Let's discuss regular expressions and escape sequences - separating flies from cutlets, so to speak.
It is known that C adopted the notation of string constants with the POSIX form: "slash with something escape sequences is one special character"
- \ n - line feed
- \ r - carriage transfer
- \ 0 - terminating symbol
- \ t, \ b, \ v, \ a ...
Accordingly, to write just a slash ('\'), it is necessary to write "\\", since Alone, he acts on the next character, acting on himself - gives himself. Their final number, I, in my opinion, even listed all, these are not all ASCII characters.
Really [- unrecognized character escape sequence - such special. no character.
Now regular expressions.
Speaking strictly mathematically, it is a certain alphabet (set) and operations: unions (U), concatenation (x) and iteration (*).
The definition is given by induction:
- The symbol of the alphabet is regular.
- Two (or one for iteration) regular expressions combined by one of the three operations are regular.

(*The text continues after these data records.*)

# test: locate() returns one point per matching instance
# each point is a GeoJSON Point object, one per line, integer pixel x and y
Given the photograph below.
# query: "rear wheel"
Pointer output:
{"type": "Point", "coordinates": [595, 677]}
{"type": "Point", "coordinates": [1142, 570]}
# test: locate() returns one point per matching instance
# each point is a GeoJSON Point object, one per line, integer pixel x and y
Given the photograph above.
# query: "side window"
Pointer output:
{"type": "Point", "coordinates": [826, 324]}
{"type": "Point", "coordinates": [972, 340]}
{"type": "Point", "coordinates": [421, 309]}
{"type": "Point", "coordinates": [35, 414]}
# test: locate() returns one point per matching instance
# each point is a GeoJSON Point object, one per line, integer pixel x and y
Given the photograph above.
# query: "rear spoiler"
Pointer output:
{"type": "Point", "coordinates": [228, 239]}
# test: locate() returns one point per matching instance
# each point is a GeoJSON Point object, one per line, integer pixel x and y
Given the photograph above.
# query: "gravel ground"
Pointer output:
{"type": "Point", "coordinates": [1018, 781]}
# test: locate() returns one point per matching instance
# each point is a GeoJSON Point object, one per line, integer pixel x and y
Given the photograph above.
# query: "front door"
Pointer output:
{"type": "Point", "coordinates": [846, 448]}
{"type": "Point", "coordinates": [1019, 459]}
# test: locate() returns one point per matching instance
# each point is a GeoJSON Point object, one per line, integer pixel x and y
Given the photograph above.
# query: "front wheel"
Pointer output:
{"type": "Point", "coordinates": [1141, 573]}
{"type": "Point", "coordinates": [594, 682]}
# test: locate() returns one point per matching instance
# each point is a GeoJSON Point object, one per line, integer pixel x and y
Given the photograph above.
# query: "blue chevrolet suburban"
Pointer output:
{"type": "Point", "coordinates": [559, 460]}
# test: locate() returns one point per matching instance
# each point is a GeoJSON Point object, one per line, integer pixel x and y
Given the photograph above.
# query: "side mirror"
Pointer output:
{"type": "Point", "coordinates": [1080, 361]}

Now discuss the syntax of reg. vyr. PCRE (Perl Compatible Regular Expressions) - which are in fact irregular, and much stronger, thanks to "back links" and so on.
- . - this is any character of the alphabet (let the alphabet be ASCII);
- the digits taken in {} is the number of repetitions, this is a concatenation operation and a join operation in a row several times, but for brevity, recorded as {n, m};
- the characters taken in [] are “any of them”, they are just symbols of the alphabet, they should not be escaped with slashes ([.] is a dot);
- but [^.] is "everything except '.' "
- [az] - from a to z, because in encodings, characters are encoded in succession by numerical codes, this reduction is also actually not very regular.
BUT! Because we are also in the POSIX space and write expressions in strings, then our escape sequences are superimposed on this syntax .
- \. - this is the character '.', \ [- this is the character '[', but not escape sequences, the compiler does not know that we are inside the handler of regular sequences, which understands everything in its own way;
- [\\] - and this is the character '\', [\ ^], [\ -], "[\ n]" or "\ n" ... Well, do you understand me?
In general, it's all from that ... from the evil one.